For the final dessert of the day, we were shown back to the lounge to enjoyed a very pleasant little dish of preserved apricot, with honey, mead and buckwheat. My wife and I both opted for a cappuccino (decaf was no problem for my wife) and to go with this we were presented with a super selection of petit fours; this is another area the restaurant has definitely improved upon since my last visit. We tried some of everything (the selection included wrapped fudge, chocolate shards and more) and they were all very tasty. And just to complete the meal, we were also presented with an anniversary card signed by the team to celebrate the occasion.
Overall, this was an exceptional meal and the best I've had in recent memory. The food was top rate from a kitchen that really is striving for absolute perfection, and the service throughout was outstanding too. My wine flight was very good, with some interesting wines all delivered very well, but the biggest surprise really was my wife's tea and infusion flight. In all honesty I'd expected this to just be there as a bit of an afterthought, but every tea was explained with the same enthusiasm and detail as my wines, and my wife absolutely loved it. It's rarer than you might think for restaurants to put together a great non-alcoholic flight, but this ticked every box.
As well as the service being outstanding, the staff themselves were all brilliant too. One thing I noticed about the wine flight is they'd often leave the bottle on the table for a few minutes, which is something I don't see so much very more. The intention of course if to allow you to view the bottle and take a picture if you're so inclined, but out of curiosity I asked one of the waiters and the sommelier if tables ever just helped themselves. The answer was predictably a light hearted but frustrated "yes, all the time!" so if you're reading this with the same intention, please try and restrain yourself.
The elephant in the room is of course the pricing. Like so many top class restaurants, the pricing has increased massively at Moor Hall over the past couple of COVID filled years, and indeed although my meal was virtually the same as my last visit in terms of selection (full tasting menu, wine flight, cheese, the only addition this time was the non-alcoholic flight), my trip this time cost a whopping 87% more, including the 12.5% service charge of course. I appreciate it's all relative, and I should say the food here is light years ahead of certain other Northern restaurants that have increased prices even more substantially in the same period.
I did notice at lunch, although the restaurant was busy, we were the only table who took the full tasting menu, with all the other tables (that I could see) opting for the shorter lunch menu. As a top class restaurant, you have to offer your full menu at lunch and we probably wouldn't have visited if they didn't, but I did wonder if maybe there's a happy medium of offering the full menu for a lower price at non-peak times. Many high end restaurants used to do this, you don't see it so much nowadays, but it's a shame as several of the dishes that don't make it onto the shortened lunch menu were delicious.

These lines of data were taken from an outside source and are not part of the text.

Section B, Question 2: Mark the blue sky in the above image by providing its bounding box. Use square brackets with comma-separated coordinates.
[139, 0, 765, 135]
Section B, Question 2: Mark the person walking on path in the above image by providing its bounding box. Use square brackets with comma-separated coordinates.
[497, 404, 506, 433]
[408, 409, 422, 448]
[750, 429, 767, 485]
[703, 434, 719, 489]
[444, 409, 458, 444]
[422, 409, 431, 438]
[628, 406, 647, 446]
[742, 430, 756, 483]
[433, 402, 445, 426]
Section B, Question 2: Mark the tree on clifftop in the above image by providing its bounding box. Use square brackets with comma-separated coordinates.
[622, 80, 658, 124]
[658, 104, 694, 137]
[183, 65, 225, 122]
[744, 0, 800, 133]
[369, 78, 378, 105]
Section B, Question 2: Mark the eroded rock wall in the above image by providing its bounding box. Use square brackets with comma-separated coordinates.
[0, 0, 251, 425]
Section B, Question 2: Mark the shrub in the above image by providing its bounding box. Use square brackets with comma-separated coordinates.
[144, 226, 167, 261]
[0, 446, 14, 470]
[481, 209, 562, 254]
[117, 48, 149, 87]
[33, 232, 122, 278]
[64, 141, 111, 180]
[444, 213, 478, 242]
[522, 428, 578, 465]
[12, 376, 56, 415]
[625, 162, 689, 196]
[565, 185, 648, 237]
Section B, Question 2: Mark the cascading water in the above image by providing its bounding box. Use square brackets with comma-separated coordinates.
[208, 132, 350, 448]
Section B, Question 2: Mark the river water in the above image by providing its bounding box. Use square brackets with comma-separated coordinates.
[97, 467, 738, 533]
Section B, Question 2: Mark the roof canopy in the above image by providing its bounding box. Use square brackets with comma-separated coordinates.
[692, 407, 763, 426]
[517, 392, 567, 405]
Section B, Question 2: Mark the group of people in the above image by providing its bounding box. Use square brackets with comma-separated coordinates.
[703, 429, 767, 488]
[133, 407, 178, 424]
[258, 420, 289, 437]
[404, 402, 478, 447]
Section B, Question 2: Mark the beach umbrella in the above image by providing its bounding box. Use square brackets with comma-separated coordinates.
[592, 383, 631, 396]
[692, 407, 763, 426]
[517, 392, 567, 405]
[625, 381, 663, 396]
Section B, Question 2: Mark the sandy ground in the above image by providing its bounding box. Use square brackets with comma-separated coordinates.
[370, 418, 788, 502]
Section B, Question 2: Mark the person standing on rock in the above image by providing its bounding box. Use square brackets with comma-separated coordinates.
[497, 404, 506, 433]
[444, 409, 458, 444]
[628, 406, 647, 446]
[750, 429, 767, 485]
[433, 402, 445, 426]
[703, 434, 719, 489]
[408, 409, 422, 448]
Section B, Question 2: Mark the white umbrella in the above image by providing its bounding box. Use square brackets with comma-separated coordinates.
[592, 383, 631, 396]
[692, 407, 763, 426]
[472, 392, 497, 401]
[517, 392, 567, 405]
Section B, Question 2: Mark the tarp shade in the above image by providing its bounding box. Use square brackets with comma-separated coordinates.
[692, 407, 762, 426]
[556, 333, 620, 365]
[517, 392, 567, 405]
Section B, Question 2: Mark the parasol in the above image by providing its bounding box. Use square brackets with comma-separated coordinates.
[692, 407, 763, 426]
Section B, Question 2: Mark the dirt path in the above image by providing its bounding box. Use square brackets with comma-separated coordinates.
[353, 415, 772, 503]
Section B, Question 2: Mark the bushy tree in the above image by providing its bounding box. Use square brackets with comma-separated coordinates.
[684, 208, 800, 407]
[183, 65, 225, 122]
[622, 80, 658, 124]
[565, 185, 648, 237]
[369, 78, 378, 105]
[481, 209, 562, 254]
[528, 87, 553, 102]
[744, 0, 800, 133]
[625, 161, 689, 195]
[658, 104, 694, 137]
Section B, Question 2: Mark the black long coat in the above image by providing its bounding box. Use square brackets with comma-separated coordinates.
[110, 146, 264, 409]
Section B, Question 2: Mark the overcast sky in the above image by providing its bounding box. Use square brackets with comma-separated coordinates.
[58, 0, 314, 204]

Nonetheless, this was still an outstanding experience and a meal I'd be delighted to repeat. Clearly the mission here is three stars, and the focus is on absolutely perfecting the menu rather than regularly changing it (which I have no issue with at all). Personally, I think it's well worthy of that accolade and I'm very much looking forward to visiting again in future. Sadly, given the cost (and I should mention, the menu price is going up again in the summer), I'm going to have to save up for a considerable time first.